Novel design of lubricant-type vacuum distillation process for lube base oils production from hydrocracking tail oil

Abstract

Dividing-wall columns (DWCs) are widely used in the separation of ternary mixtures, but rarely seen in the separation of petroleum fractions. This work develops two novel and energy-efficient designs of lubricant-type vacuum distillation process (LVDP) for the separation of hydroisomerization fractions (HIF) of a hydrocracking tail oil (HTO). First, the HTO hydroisomerization reaction is investigated in an experimental fixed-bed reactor to achieve the optimum liquid HIF by analyzing the impact of the operating conditions. A LVDP used for HIF separation is proposed and optimized. Subsequently, two thermal coupling intensified technologies, including side-stream (SC) and dividing-wall column (DWC), are combined with the LVDP to develop side-stream vacuum distillation process (SC-LVDP) and dividing-wall column vacuum distillation process (DWC-LVDP). The performance of LVDP, SC-LVDP, and DWC-LVDP are evaluated in terms of energy consumption, capital cost, total annual cost, product yields, and stripping steam consumption.
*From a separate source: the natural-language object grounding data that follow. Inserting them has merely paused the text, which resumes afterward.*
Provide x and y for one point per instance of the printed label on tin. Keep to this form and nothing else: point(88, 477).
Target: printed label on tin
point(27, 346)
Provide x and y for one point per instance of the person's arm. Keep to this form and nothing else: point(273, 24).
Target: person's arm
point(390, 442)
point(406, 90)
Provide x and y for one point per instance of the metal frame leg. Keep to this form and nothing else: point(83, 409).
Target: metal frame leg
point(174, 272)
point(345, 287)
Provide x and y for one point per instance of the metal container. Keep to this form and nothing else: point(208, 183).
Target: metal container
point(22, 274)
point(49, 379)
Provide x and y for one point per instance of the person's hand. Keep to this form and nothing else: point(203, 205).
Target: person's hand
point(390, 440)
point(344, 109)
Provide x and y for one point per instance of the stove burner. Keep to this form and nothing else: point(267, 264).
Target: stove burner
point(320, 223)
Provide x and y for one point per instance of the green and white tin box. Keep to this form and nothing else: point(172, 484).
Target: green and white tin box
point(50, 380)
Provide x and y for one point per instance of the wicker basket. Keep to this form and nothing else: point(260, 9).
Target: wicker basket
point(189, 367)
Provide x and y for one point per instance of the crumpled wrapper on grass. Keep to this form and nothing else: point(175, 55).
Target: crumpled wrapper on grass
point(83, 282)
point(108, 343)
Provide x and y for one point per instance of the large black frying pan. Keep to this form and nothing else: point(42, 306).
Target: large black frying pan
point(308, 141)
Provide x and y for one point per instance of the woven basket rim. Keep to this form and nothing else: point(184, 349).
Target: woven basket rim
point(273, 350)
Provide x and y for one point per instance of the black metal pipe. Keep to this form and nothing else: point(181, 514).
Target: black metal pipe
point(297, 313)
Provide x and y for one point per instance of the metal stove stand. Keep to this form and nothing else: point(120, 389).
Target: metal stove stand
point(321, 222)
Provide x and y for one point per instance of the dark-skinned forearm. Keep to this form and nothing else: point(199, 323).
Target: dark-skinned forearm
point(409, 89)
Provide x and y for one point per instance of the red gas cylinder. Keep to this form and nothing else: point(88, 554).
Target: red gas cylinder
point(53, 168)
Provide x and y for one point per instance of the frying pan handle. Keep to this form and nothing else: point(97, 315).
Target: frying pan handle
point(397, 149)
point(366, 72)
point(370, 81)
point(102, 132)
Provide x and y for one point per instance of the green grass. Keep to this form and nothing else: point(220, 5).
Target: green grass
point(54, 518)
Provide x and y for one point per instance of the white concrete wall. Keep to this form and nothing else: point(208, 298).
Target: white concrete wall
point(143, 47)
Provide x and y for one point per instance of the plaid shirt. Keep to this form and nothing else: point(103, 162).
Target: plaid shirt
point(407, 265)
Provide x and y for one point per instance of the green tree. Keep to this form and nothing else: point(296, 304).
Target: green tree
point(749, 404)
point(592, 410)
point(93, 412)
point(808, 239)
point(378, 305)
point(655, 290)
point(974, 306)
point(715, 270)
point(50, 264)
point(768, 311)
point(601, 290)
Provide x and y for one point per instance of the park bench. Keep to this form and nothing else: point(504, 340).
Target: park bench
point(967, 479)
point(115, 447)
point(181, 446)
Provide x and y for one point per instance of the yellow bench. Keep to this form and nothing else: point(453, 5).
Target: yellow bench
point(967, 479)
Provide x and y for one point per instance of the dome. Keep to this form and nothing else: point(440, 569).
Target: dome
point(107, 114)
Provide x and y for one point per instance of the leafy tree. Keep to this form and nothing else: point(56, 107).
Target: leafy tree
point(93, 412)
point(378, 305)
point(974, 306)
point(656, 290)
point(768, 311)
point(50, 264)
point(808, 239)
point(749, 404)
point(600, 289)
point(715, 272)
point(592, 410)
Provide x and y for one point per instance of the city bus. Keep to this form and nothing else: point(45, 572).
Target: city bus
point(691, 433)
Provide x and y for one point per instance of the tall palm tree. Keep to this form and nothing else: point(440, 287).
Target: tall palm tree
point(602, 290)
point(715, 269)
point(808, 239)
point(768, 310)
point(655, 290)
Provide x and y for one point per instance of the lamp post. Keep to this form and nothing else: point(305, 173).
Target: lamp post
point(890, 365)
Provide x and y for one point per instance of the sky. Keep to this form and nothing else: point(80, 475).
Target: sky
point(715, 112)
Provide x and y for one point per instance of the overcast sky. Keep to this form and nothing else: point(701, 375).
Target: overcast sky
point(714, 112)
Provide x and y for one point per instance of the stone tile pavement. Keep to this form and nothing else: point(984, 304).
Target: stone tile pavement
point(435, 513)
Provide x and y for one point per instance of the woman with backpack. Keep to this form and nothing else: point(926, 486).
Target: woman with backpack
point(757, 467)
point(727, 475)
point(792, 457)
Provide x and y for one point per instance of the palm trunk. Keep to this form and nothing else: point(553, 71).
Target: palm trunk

The results demonstrates that the intensified processes, SC-LVDP and DWC-LVDP significantly decreases the energy consumption and capital cost compared with LVDP. DWC-LVDP further decreases in capital cost due to the removal of the side stripper and narrows the overlap between the third lube oils and fourth lube oils. This study attempts to combine DWC structure into the separation of petroleum fractions, and the proposed approach and the results presented provide an incentive for the industrial implementation of high-quality utilization of HTO through intensified LVDP.